Data Productivity Cloud Pipeline

Author: Matillion
Date Posted: Dec 13, 2023
Last Modified: Jun 10, 2025

Data Transposing / Pivoting

Transpose or pivot data between wide and narrow representations.

Three Data Productivity Cloud pipelines that demonstrate techniques for transposing (pivoting) data between wide and narrow representations.

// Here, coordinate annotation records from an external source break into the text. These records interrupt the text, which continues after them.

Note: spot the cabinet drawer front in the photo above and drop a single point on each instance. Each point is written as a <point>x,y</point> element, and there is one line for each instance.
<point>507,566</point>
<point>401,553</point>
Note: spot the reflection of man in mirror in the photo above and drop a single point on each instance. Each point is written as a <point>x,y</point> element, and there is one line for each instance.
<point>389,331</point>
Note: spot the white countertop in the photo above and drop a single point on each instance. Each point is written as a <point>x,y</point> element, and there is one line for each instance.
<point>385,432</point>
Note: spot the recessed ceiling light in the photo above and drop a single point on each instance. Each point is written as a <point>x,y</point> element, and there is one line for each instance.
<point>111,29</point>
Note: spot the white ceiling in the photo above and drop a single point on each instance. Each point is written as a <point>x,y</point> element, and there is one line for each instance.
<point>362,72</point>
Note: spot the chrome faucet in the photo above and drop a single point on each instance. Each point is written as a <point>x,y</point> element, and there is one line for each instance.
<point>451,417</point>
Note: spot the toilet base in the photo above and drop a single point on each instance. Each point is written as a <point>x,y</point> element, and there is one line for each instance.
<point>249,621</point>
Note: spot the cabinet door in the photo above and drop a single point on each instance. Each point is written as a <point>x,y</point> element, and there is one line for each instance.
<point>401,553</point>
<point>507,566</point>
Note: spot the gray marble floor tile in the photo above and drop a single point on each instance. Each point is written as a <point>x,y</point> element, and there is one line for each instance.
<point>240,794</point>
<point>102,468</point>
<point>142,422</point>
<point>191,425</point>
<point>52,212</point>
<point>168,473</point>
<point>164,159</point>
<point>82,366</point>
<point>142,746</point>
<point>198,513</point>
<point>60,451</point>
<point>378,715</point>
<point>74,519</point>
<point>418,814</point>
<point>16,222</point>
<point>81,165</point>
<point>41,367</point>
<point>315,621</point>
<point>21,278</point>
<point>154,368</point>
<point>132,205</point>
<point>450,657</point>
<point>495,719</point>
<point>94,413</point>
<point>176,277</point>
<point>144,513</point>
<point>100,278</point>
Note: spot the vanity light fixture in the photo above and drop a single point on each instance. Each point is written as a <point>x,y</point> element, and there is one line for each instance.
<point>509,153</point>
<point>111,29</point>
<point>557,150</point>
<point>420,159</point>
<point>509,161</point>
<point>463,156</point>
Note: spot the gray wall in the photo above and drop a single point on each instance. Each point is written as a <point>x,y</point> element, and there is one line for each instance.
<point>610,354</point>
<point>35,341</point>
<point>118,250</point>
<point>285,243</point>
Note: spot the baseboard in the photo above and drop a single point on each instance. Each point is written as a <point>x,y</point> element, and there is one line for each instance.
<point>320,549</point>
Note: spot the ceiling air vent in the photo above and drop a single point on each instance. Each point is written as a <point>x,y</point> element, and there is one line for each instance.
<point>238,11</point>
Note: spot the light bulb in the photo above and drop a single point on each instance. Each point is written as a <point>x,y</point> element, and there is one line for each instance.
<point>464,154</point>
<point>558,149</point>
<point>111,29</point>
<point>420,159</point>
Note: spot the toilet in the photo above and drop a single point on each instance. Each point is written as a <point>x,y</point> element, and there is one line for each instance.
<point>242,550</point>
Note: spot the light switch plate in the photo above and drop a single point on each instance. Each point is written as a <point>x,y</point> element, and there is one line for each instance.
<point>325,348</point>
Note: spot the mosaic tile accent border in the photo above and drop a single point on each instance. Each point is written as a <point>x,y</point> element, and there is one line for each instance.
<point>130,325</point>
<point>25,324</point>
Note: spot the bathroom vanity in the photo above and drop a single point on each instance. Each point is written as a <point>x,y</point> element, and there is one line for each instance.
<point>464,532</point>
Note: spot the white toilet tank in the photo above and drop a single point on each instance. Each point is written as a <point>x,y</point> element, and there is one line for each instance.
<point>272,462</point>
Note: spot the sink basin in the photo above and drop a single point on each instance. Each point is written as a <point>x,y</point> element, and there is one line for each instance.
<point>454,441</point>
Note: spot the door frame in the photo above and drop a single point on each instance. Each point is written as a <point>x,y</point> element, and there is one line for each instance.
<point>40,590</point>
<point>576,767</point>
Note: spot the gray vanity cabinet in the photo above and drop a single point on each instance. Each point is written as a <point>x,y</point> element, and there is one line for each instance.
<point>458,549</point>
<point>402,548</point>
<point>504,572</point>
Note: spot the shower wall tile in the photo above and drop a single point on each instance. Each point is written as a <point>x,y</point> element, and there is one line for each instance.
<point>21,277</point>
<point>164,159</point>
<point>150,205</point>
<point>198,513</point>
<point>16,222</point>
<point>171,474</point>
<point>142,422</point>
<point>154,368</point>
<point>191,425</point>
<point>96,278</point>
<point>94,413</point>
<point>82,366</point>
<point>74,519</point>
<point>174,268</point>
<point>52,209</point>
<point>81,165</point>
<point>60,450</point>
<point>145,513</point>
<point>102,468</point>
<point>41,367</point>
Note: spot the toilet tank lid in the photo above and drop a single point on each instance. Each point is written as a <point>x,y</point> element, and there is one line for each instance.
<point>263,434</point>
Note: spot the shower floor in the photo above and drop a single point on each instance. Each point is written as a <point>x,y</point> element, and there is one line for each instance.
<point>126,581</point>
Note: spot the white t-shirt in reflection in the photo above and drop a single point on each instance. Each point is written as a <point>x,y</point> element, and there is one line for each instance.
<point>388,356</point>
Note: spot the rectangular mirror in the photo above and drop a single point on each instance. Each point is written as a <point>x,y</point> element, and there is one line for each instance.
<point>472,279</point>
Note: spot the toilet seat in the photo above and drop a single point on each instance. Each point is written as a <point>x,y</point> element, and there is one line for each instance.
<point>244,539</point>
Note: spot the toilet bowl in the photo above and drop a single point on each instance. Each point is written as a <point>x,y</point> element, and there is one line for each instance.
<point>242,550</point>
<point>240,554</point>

Open example transpose extract and load first.

Example setup

Image ofData Transposing / Pivoting Orchestration — Data Transposing / Pivoting Orchestration

When you run this pipeline, it will copy (colocate) the sample data from our recent assessment of the UK’s Electric Vehicle infrastructure into a new table named stg_batteryelectric_wide. This is a wide table:

Relatively few rows
A small number of identity columns (Make and Model)
A large number of similarly-named columns. In this example they contain values at different points in time

Make	Model	2022 Q3	2022 Q2	2022 Q1	2021 Q4	…	2010 Q2	2010 Q1
AIXAM	AIXAM MEGA	5	5	5	5	…	155	154
ASTON MARTIN	ASTON MARTIN MODEL MISSING	[low]	[low]	[c]	[low]	…	[low]	[low]
etc	…	…	…	…	…	…	…	…

The data contains some values that are not numeric, either because they were estimated, or were confidential. Also there are values such as 18,974 which are formatted strings rather than real numbers. These will be problematic when it comes to summing the values later. In other words the data is accurate and of high quality, but it needs to be made more consumable so it can be manipulated and interpreted more easily.

There are more than 50 of these “value” columns. So to avoid a lot of hand coding, and therefore to improve productivity, the pipeline automatically sets several variables for the UNPOVOT and PIVOT transformations that will follow.

Data Transposing Wide to Narrow

The first of the two transformation pipelines transposes the data into its narrow format, and creates a new table named stg_batteryelectric_narrow:

In its narrow format the table retains the two identity columns, but all the values are transposed into date / count pairs like this:

Make	Model	Quarter	Vehicles
AIXAM	AIXAM MEGA	2022 Q3	5
AIXAM	AIXAM MEGA	2022 Q2	5
AIXAM	AIXAM MEGA	2022 Q1	5
AIXAM	AIXAM MEGA	2021 Q4	5
AIXAM	AIXAM MEGA	2021 Q2	6
…	…	…	…
VOLKSWAGEN	VOLKSWAGEN UP	2014 Q3	90
VOLKSWAGEN	VOLKSWAGEN UP	2014 Q2	60
VOLKSWAGEN	VOLKSWAGEN UP	2014 Q1	54
VOLKSWAGEN	VOLKSWAGEN UP	2013 Q4	30

It’s exactly the same data, but expressed using more rows and less columns. An important DataOps consideration is that this narrow format offers some protection against schema drift. Adding a new quarter will not require a modification to this table’s structure.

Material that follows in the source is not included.